Consider the fact that admitting a mistake or asking for help may be unthinkable in one work setting and yet readily accepted, even valued, in another setting. The difference between the two situations is what psychological safety is all about.
The easy solution to minimizing image risk at work is to avoid doing or saying anything unless you’re absolutely sure you’re right. This is obviously a facetious solution. Not only does it limit creativity, stiﬂe innovation, and preclude authentic relationships, it also creates important risks of another kind—risks to performance and safety. This is especially true in dangerous industries such as nuclear power, where admitting errors and asking for help may be critical for avoiding catastrophe. The human tendency to favor silence over voicing concerns is also particularly troubling in organizations where lives are at stake, such as in hospitals. Extensive research on hospitals and other high-risk organizations has shown that rules and required procedures are not enough to eradicate errors that were not caught or corrected due to a lack of psychological safety. This isn’t because people deliberately break rules, but rather because of the subtle ways in which we make sense of uncertainty and view each other at work. Whether frequently or infrequently, overtly or implicitly, most people in organizations are being evaluated in an ongoing way. The presence of others with more power or status makes the threat associated with being evaluated especially powerful, but it by no means disappears in the presence of peers and subordinates.

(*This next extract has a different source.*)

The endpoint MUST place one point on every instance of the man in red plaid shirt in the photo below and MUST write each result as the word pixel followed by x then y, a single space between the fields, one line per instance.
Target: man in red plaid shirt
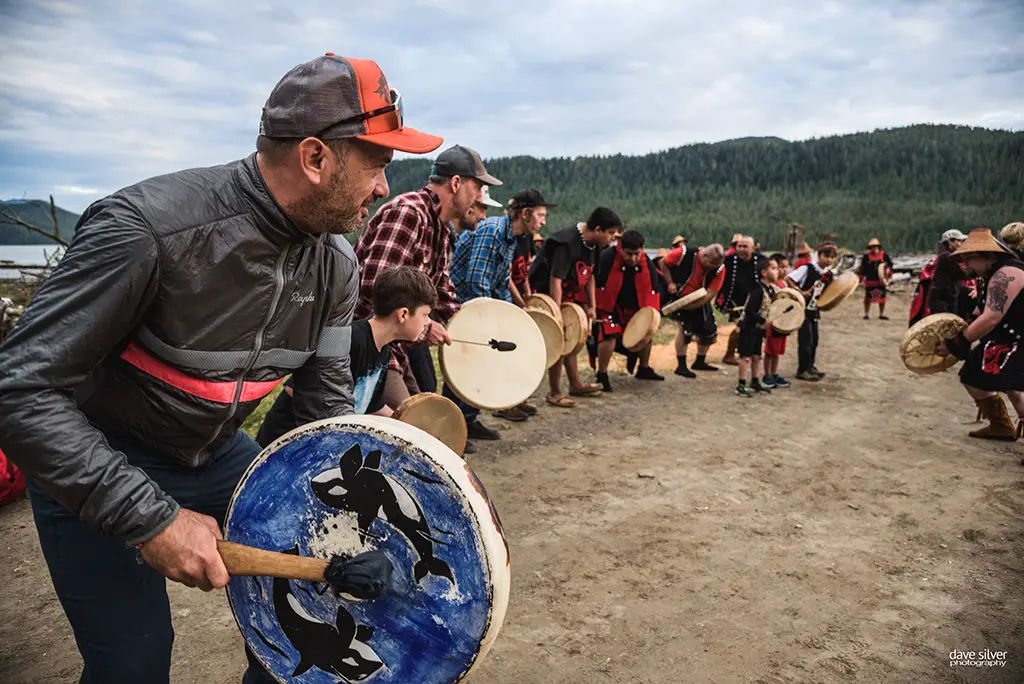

When we speak up about concerns or ask questions at work, we risk being seen as ignorant. Right or wrong, people may expect us to already know the answer or understand the situation. Similarly, most people intuitively believe that speaking up about mistakes or seeking help will lead people to conclude that they’re incompetent. And when someone speaks up about problems or errors, he or she also risks being seen as negative. Because most people also believe themselves to be working to the best of their abilities, when others give them negative feedback, it can be seen as inaccurate, and so the messenger can be seen as a troublemaker. Finally, in speaking up about something, we might risk giving an impression of being disruptive. This is particularly true in busy organizations where it’s often hard to accomplish the day’s tasks within normal business hours, and so interruption can seem more disruptive than helpful.